Il ressort de ces éléments que Monsieur [T] a bien signalé à son chef de poste, le 10 mai 2021, l’apparition d’une lésion consistant en une douleur à l’oreille droite, qu’il est allé consulter un médecin le jour-même, que ce médecin a constaté une fragilité de son oreille droite contre-indiquant l’exposition à des bruits forts telles que des sirènes, et que la lésion a été confirmée ultérieurement pas son médecin traitant et un médecin spécialiste.
Il est donc bien justifié d’une lésion de l’oreille droite survenue aux temps et lieu du travail le 10 mai 2021.
L’absence de témoin du fait accidentel à l’origine de cette lésion, à savoir le déclenchement d’une alarme, ne constitue pas un obstacle à la reconnaissance du caractère professionnel de l’accident, dès lors qu’il n’est pas contesté que Monsieur [W] [T] était habituellement seul lors de ses tournées.
L’exposition à de tels bruits dans le cadre de son travail ressort en outre des préconisations d’aménagement de poste émises par le médecin du travail.
Enfin l’existence d’un état antérieur non contesté ne fait pas obstacle à prise en charge de la lésion, dès lors qu’il n’est pas établi qu’elle a exclusivement pour origine un état pathologique préexistant évoluant pour son propre compte sans aucune relation avec le travail.

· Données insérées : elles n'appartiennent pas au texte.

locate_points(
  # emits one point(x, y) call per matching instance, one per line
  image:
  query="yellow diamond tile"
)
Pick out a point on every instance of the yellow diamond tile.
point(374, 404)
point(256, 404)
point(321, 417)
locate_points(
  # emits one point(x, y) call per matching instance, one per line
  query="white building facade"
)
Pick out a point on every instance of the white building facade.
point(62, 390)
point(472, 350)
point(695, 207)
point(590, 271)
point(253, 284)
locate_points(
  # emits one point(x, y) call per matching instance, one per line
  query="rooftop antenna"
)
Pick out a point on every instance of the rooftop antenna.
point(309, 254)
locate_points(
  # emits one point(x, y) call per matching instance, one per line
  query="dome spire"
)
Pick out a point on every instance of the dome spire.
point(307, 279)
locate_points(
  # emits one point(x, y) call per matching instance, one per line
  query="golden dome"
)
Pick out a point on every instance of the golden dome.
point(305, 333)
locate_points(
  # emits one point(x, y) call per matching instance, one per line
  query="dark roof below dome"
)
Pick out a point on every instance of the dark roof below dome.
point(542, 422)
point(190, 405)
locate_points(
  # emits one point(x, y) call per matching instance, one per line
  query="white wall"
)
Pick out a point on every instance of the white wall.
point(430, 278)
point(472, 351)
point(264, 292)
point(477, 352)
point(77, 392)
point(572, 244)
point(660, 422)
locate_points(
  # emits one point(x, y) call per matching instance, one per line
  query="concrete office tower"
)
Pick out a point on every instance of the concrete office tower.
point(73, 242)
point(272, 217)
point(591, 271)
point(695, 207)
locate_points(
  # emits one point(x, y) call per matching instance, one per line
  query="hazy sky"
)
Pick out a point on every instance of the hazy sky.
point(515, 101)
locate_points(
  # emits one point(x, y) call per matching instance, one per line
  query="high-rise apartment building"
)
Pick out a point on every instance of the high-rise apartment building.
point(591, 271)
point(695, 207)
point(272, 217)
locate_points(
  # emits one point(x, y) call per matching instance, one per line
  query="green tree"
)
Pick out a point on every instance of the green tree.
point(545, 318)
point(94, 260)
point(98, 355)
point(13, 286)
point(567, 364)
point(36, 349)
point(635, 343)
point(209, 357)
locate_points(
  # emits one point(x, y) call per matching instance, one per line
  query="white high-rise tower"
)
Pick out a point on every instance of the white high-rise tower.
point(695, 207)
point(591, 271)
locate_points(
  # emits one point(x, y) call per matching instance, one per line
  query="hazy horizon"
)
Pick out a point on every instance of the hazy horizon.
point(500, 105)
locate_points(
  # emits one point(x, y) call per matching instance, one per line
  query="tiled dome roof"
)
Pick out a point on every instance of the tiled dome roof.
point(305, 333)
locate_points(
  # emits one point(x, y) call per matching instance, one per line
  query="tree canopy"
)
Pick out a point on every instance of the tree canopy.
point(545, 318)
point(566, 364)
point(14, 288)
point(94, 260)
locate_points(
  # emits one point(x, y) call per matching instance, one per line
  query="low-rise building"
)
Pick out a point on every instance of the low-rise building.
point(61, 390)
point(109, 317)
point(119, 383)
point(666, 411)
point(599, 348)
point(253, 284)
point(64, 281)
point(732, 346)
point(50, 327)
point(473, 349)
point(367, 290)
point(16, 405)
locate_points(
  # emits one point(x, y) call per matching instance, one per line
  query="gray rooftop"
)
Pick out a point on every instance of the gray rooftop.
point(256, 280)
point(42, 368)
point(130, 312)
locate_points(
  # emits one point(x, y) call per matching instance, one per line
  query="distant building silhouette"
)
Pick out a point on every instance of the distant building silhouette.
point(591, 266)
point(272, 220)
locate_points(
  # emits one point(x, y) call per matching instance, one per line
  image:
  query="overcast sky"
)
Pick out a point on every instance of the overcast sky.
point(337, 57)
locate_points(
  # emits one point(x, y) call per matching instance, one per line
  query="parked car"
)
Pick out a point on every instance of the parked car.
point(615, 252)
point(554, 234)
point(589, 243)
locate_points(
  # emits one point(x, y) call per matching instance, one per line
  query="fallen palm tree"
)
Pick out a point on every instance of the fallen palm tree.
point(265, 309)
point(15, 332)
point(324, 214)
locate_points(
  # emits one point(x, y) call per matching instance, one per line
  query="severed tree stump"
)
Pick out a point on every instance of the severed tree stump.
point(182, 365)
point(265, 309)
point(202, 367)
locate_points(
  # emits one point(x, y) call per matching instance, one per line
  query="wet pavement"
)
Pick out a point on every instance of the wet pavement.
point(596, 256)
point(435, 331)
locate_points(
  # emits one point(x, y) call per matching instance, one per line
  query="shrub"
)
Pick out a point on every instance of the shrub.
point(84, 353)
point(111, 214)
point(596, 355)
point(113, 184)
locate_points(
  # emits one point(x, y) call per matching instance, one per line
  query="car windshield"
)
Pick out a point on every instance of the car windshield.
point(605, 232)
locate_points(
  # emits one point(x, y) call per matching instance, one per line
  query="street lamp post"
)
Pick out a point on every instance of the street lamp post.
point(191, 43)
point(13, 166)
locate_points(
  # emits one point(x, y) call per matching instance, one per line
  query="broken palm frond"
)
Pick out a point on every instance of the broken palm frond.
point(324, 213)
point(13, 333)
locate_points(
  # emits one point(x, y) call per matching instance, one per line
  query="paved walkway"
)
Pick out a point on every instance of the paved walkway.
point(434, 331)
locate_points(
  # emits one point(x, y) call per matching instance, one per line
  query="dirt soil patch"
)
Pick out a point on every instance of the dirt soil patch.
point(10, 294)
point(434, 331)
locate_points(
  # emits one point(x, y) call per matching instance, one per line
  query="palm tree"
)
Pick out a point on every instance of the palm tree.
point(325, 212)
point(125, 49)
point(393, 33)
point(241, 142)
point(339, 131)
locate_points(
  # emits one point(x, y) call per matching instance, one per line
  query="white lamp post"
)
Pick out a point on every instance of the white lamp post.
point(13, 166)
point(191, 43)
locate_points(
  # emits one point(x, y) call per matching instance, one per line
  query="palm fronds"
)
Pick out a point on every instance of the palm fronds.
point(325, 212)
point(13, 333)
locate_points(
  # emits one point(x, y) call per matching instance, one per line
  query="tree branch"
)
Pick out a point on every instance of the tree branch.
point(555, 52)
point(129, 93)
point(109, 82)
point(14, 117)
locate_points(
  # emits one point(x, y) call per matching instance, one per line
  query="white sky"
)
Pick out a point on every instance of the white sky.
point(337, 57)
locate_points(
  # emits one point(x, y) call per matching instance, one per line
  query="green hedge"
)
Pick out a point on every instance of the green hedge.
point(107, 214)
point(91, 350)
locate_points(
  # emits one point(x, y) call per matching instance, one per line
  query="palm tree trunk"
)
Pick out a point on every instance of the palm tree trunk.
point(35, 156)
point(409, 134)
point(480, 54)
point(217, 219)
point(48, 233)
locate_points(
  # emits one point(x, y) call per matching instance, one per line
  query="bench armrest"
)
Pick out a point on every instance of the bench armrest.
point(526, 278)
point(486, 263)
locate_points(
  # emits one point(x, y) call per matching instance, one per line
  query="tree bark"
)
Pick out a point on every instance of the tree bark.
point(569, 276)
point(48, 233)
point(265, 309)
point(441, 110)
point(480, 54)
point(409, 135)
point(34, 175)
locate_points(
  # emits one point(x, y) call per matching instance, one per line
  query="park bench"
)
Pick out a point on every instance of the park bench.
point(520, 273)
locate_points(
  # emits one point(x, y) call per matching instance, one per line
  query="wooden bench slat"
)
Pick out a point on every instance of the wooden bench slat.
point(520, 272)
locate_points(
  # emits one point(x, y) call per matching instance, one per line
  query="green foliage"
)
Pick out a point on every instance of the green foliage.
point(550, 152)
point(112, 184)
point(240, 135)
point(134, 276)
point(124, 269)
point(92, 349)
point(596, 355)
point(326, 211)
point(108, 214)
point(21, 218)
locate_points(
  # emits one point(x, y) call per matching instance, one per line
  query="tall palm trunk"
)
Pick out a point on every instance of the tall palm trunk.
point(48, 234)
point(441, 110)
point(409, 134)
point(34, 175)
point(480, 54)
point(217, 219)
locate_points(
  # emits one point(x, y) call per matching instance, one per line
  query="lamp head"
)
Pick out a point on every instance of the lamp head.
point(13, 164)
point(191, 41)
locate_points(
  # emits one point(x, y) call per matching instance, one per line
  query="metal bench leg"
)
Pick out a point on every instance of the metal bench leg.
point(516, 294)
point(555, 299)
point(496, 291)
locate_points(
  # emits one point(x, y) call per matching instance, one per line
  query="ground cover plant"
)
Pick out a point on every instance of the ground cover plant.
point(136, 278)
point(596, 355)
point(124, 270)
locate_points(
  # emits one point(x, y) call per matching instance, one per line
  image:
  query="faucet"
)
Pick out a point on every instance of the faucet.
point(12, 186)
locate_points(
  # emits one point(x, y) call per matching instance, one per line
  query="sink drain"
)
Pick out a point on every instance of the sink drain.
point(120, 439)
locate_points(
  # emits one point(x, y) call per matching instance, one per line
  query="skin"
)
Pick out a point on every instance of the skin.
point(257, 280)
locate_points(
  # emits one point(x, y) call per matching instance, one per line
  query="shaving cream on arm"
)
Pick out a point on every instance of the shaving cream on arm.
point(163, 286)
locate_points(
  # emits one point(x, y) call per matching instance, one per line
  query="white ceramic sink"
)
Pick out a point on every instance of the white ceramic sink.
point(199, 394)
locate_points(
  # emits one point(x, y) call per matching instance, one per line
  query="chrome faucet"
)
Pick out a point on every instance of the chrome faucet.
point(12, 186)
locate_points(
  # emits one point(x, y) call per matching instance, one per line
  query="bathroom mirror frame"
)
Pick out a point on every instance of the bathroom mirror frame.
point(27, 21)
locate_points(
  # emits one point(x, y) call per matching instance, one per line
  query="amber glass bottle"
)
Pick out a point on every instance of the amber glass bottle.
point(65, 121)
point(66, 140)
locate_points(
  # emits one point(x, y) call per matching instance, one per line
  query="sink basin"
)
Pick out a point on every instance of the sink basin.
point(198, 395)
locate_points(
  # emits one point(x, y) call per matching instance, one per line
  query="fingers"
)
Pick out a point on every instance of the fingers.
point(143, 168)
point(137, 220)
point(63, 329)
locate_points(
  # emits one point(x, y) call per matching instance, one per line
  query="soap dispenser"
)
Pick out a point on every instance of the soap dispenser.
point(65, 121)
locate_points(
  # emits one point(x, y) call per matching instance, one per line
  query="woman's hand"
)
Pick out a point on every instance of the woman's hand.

Il convient en conséquence de faire application de la présomption d’imputabilité au travail de l’accident survenu aux temps et lieu du travail, de dire que l’accident dont Monsieur [W] [T] a été victime le 10 mai 2021 doit être pris en charge par la caisse primaire d’assurance maladie du Rhône au titre de la législation professionnelle et de renvoyer l’assuré devant l’organisme pour la liquidation de ses droits.
La caisse primaire d’assurance maladie du Rhône supportera les dépens de l’instance.
PAR CES MOTIFS
Le pôle social du tribunal judiciaire de Lyon, statuant par jugement contradictoire et en premier ressort,
Dit que l’accident dont Monsieur [W] [T] a été victime le 10 mai 2021 doit être pris en charge par la caisse primaire d’assurance maladie du Rhône au titre de la législation professionnelle,
Renvoie Monsieur [W] [T] devant la caisse primaire d’assurance maladie du Rhône pour la liquidation de ses droits,
Condamne la caisse primaire d’assurance maladie du Rhône aux dépens,
Ainsi jugé et mis à disposition au greffe du tribunal le 20 avril 2026 et signé par la présidente et la greffière.